Una vecchia insegnante ha ricordato come nei suoi 40 anni di servizio pubblico
avesse realizzato seminari interculturali, invitando in classe anche ragazzi rom
e africani, gemellaggi con classi parallele del carcere Ucciardone, cineforum
gestiti dalle ragazze sui movimenti di liberazione delle donne e come avesse
progettato l’insegnamento del Novecento (tutto, questione mediorientale inclusa)

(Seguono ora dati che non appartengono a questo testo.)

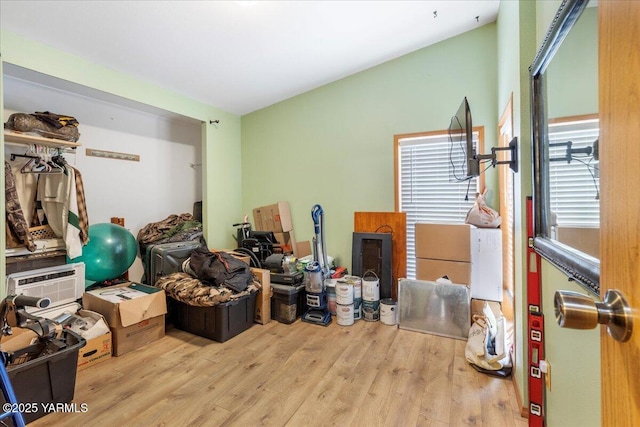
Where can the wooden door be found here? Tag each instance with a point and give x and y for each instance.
(619, 84)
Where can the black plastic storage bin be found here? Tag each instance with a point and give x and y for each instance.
(220, 322)
(287, 302)
(47, 381)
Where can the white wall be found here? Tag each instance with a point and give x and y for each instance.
(166, 180)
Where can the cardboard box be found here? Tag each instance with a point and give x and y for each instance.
(486, 264)
(135, 313)
(287, 242)
(449, 242)
(433, 269)
(263, 299)
(276, 218)
(96, 349)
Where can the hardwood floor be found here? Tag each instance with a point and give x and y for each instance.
(293, 375)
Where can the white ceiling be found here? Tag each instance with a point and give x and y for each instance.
(241, 56)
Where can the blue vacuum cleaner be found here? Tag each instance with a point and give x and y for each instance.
(315, 274)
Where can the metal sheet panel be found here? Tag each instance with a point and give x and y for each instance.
(435, 308)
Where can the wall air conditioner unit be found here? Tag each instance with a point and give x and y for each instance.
(62, 284)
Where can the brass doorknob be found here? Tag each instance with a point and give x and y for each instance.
(577, 311)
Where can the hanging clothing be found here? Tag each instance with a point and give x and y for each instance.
(26, 187)
(58, 194)
(83, 216)
(16, 222)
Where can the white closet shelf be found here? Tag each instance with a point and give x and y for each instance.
(23, 138)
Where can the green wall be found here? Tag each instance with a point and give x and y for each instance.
(220, 142)
(335, 145)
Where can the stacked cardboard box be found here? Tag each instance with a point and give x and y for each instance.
(277, 218)
(467, 255)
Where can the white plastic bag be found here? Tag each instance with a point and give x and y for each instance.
(482, 215)
(487, 345)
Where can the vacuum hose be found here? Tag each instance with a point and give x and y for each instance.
(320, 252)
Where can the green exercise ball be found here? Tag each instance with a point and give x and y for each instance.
(109, 253)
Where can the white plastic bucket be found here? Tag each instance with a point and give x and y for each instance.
(344, 293)
(331, 295)
(357, 308)
(371, 310)
(388, 311)
(344, 314)
(370, 287)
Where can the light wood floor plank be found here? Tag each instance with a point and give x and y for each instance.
(368, 374)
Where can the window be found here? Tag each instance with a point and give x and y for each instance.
(573, 172)
(426, 189)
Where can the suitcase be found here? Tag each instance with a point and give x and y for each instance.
(166, 258)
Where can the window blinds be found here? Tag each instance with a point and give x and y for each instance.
(428, 191)
(573, 186)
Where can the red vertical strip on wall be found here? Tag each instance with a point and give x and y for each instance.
(535, 322)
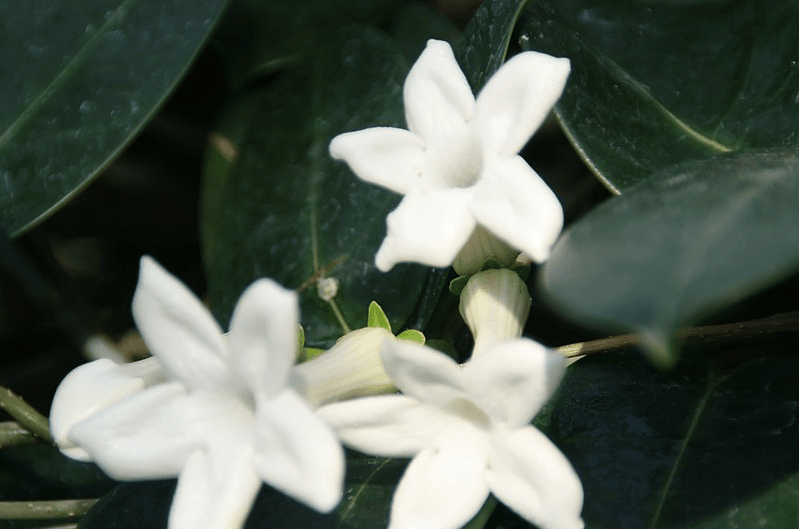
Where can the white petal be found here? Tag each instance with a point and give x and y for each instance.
(511, 381)
(216, 489)
(262, 342)
(517, 99)
(297, 453)
(428, 227)
(423, 373)
(150, 434)
(515, 204)
(389, 157)
(437, 96)
(88, 389)
(386, 425)
(442, 488)
(531, 476)
(178, 329)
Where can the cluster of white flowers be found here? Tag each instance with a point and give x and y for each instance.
(226, 412)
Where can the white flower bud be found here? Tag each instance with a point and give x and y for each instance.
(495, 304)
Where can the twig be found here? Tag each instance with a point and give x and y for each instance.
(12, 434)
(44, 510)
(784, 324)
(27, 416)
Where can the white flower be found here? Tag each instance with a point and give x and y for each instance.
(213, 409)
(457, 163)
(469, 433)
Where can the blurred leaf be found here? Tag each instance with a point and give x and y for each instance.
(283, 208)
(484, 44)
(415, 23)
(692, 448)
(79, 80)
(40, 472)
(260, 37)
(657, 83)
(686, 241)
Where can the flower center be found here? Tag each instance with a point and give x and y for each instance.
(467, 410)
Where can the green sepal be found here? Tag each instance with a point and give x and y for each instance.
(412, 335)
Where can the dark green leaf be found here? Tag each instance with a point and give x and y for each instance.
(258, 37)
(284, 209)
(684, 242)
(695, 447)
(657, 83)
(415, 23)
(484, 44)
(79, 80)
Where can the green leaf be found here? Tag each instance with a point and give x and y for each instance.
(377, 318)
(413, 335)
(657, 83)
(694, 448)
(689, 240)
(80, 79)
(484, 44)
(258, 38)
(283, 208)
(415, 23)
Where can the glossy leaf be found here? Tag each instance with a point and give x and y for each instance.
(696, 447)
(657, 83)
(687, 241)
(79, 80)
(285, 209)
(258, 38)
(484, 43)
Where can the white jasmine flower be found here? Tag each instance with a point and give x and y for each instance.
(457, 163)
(468, 431)
(212, 409)
(495, 304)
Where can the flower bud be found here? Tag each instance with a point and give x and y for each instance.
(495, 304)
(351, 368)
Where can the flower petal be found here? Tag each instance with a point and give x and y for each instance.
(428, 227)
(215, 490)
(92, 387)
(442, 488)
(150, 434)
(178, 329)
(423, 373)
(517, 99)
(515, 204)
(437, 96)
(389, 157)
(297, 453)
(531, 476)
(511, 381)
(262, 342)
(386, 425)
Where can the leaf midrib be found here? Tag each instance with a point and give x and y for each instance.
(51, 87)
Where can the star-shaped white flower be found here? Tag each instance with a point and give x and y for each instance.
(468, 431)
(211, 408)
(457, 163)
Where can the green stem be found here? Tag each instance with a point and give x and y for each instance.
(705, 334)
(44, 510)
(12, 434)
(27, 416)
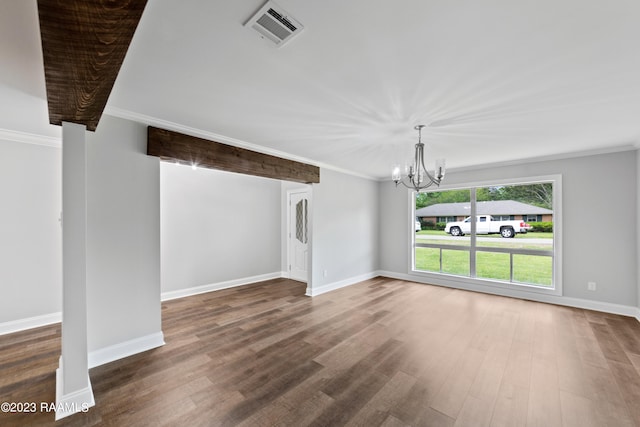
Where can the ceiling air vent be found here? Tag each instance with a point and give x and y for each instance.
(274, 24)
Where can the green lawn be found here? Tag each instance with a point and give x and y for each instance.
(531, 269)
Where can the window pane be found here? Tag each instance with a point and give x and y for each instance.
(455, 262)
(533, 269)
(428, 259)
(435, 209)
(514, 226)
(493, 265)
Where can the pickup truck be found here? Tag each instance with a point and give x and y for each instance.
(486, 224)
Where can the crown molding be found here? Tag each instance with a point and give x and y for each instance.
(30, 138)
(187, 130)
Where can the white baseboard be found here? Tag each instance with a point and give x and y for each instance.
(29, 323)
(625, 310)
(125, 349)
(312, 291)
(181, 293)
(74, 402)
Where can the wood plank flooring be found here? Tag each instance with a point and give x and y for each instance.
(380, 353)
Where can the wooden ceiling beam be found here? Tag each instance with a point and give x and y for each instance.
(186, 149)
(84, 44)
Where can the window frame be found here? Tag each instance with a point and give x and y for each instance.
(483, 283)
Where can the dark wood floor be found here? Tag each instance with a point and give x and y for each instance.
(380, 353)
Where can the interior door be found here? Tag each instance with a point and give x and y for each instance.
(298, 235)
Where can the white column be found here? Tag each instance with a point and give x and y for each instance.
(73, 386)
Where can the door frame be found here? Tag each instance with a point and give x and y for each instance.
(288, 230)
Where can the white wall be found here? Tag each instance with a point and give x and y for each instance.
(638, 226)
(217, 227)
(345, 230)
(598, 191)
(30, 232)
(123, 235)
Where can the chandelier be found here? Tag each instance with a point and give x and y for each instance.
(417, 176)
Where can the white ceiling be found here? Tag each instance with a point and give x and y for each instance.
(498, 80)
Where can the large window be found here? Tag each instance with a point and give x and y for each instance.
(500, 247)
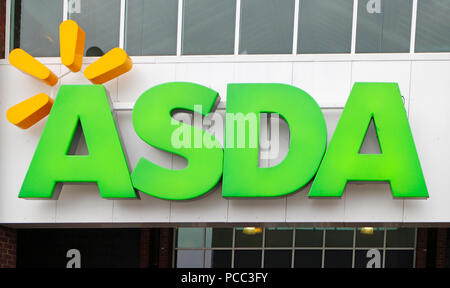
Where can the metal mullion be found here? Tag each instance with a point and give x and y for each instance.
(353, 250)
(384, 247)
(233, 247)
(415, 246)
(295, 30)
(174, 246)
(354, 26)
(263, 247)
(293, 247)
(204, 247)
(7, 28)
(179, 27)
(122, 24)
(412, 44)
(323, 247)
(65, 9)
(237, 27)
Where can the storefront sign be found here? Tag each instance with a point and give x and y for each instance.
(307, 157)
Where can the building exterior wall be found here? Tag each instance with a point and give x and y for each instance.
(2, 27)
(422, 81)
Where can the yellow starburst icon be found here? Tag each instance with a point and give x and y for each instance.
(72, 40)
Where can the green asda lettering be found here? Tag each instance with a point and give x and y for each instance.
(308, 156)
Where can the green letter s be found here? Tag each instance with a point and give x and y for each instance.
(152, 116)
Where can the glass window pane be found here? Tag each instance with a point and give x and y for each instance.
(189, 258)
(219, 237)
(371, 260)
(325, 26)
(100, 20)
(277, 259)
(266, 26)
(308, 237)
(399, 259)
(190, 238)
(369, 238)
(247, 258)
(339, 237)
(35, 26)
(279, 237)
(433, 26)
(208, 27)
(386, 30)
(151, 27)
(338, 258)
(246, 238)
(218, 259)
(308, 259)
(400, 237)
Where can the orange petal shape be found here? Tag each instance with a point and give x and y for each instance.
(28, 64)
(111, 65)
(71, 43)
(29, 112)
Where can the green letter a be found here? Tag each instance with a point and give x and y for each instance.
(105, 164)
(398, 162)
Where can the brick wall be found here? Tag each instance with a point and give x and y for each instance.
(421, 248)
(441, 247)
(2, 28)
(8, 244)
(165, 247)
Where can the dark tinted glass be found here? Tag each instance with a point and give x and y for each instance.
(363, 259)
(35, 26)
(247, 240)
(279, 237)
(218, 259)
(208, 27)
(370, 240)
(266, 26)
(339, 237)
(308, 237)
(308, 259)
(151, 27)
(338, 258)
(400, 237)
(386, 28)
(399, 259)
(277, 258)
(219, 237)
(247, 258)
(100, 20)
(433, 26)
(325, 26)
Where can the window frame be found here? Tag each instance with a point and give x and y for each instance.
(236, 57)
(383, 250)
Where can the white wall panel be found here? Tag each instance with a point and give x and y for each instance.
(143, 77)
(430, 124)
(425, 87)
(17, 149)
(329, 83)
(212, 75)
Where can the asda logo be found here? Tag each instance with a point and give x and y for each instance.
(308, 158)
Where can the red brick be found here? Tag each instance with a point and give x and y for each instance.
(8, 246)
(2, 27)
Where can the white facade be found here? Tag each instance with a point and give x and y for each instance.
(423, 81)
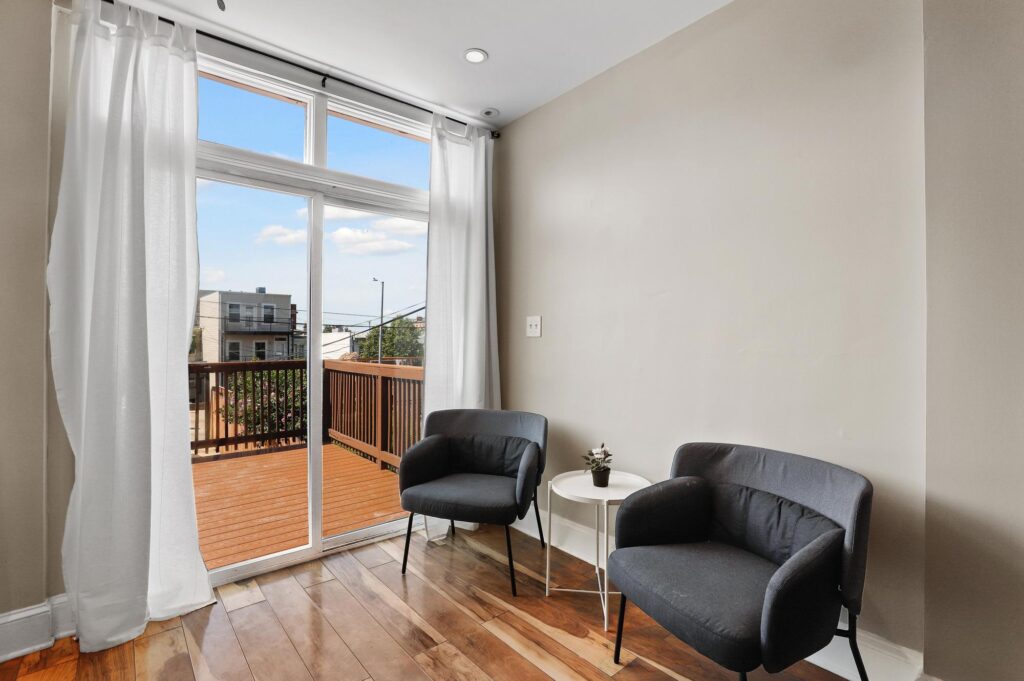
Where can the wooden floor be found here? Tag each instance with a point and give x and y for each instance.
(257, 505)
(352, 616)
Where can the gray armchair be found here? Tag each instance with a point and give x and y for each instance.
(475, 466)
(747, 554)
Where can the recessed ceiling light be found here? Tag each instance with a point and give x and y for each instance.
(475, 55)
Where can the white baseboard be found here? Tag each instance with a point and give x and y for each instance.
(883, 658)
(35, 628)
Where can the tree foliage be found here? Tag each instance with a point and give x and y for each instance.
(401, 339)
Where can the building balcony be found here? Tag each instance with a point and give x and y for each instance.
(250, 453)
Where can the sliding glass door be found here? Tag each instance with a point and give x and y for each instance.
(306, 363)
(374, 323)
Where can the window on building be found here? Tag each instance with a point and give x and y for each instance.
(250, 315)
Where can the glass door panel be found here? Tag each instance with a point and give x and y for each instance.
(374, 273)
(248, 374)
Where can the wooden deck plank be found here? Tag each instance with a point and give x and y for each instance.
(257, 505)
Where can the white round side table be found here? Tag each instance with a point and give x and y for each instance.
(579, 486)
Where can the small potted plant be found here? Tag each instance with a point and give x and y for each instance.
(599, 463)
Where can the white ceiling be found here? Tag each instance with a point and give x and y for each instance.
(539, 48)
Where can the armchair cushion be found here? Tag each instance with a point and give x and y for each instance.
(707, 593)
(425, 461)
(771, 526)
(669, 512)
(492, 455)
(468, 497)
(803, 603)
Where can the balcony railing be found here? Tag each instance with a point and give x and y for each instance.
(259, 407)
(248, 406)
(376, 409)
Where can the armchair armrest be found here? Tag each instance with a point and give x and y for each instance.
(525, 484)
(425, 461)
(802, 603)
(675, 511)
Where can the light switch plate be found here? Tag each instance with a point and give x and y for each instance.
(534, 326)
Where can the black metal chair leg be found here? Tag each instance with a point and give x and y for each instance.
(855, 649)
(409, 536)
(508, 543)
(619, 630)
(537, 510)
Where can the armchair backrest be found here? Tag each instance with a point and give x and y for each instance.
(839, 494)
(456, 422)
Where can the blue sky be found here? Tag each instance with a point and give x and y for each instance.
(250, 238)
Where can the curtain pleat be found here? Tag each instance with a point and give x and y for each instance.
(122, 279)
(461, 367)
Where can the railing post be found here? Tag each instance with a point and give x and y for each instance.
(379, 415)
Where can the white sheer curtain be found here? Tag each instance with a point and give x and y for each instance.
(122, 279)
(462, 328)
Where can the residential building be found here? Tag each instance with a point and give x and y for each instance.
(243, 326)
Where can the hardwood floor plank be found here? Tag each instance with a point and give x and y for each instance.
(638, 670)
(526, 645)
(466, 540)
(376, 650)
(562, 626)
(311, 572)
(445, 663)
(325, 654)
(566, 569)
(8, 669)
(67, 671)
(266, 646)
(213, 648)
(163, 656)
(465, 632)
(117, 664)
(439, 579)
(371, 555)
(411, 631)
(62, 650)
(240, 594)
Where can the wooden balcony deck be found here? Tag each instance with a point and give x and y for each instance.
(257, 505)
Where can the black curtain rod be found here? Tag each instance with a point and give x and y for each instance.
(324, 76)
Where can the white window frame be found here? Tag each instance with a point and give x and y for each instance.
(318, 184)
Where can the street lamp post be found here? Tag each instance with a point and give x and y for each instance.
(380, 326)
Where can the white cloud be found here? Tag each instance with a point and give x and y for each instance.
(281, 236)
(364, 242)
(212, 275)
(401, 225)
(337, 213)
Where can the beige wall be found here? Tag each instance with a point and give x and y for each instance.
(25, 47)
(975, 149)
(725, 236)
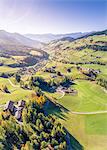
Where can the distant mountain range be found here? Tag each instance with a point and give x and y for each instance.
(9, 40)
(46, 38)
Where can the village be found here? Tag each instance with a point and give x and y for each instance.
(15, 110)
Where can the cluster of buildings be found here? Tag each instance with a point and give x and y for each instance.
(15, 110)
(89, 71)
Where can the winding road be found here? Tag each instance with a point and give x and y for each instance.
(72, 112)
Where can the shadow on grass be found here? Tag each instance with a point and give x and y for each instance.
(52, 109)
(58, 110)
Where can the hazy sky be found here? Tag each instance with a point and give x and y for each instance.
(53, 16)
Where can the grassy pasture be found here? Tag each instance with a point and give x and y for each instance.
(15, 94)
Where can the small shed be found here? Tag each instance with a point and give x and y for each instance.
(9, 106)
(21, 103)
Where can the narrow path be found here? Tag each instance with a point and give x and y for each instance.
(13, 84)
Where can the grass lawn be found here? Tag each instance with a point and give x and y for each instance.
(90, 97)
(15, 93)
(6, 69)
(89, 130)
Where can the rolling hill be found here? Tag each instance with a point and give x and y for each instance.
(8, 40)
(50, 37)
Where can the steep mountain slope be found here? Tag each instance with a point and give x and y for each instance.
(88, 49)
(50, 37)
(8, 39)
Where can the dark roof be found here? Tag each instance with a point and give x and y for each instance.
(21, 103)
(9, 105)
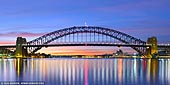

e la lettura analitica della Costituzione (oggi vilipesa e smantellata), quando
ancora questi percorsi non erano previsti nei programmi ministeriali. Oggi la
pedagogia attiva e partecipata dal basso è ancora possibile? Forse sì, ma con un
bel po’ di coraggio.
A rafforzare proprio questo coraggio invitano i giovani attivisti, che insistono
sulla necessità di valorizzare gli organismi collegiali nelle scuole contro il
dirigismo governativo, e il loro entusiasmo, il loro spirito di resistenza, sono
una sferzata di energia per tutti.
Contro il militarismo si intona la canzone del disertore, rimodulata sull’aria
di un canto alpino della Grande Guerra. Si improvvisa anche una lezione di
storia contemporanea, visto che siamo in via Generale Magliocco, un aviere che
bombardò la Libia con l’iprite e morì poi nel ’36 durante l’occupazione
dell’Etiopia – e raccontiamo che l’Italia, con la Gran Bretagna, fu il primo
Paese al mondo ad usare armi chimiche (già nel 1911) nel suo “imperialismo da
straccioni”, come lo definì Lenin.
Ma soprattutto si mette in luce il nesso fra riarmo, militarizzazione del
territorio, inquinamento, anzi avvelenamento e dissesto idrogeologico. E il
pensiero va subito a Niscemi, alla sua sughereta e alla devastazione della
frana. C’è un giovane laureato che interviene sulla vicenda, affranto ma non
rassegnato. Si parla, oltre che del Muos, anche degli F35 a Birgi e di come la
Sicilia, ma non solo l’isola, l’Italia tutta sia terra a sovranità limitata, con
buona pace dei sedicenti sovranisti nostrani…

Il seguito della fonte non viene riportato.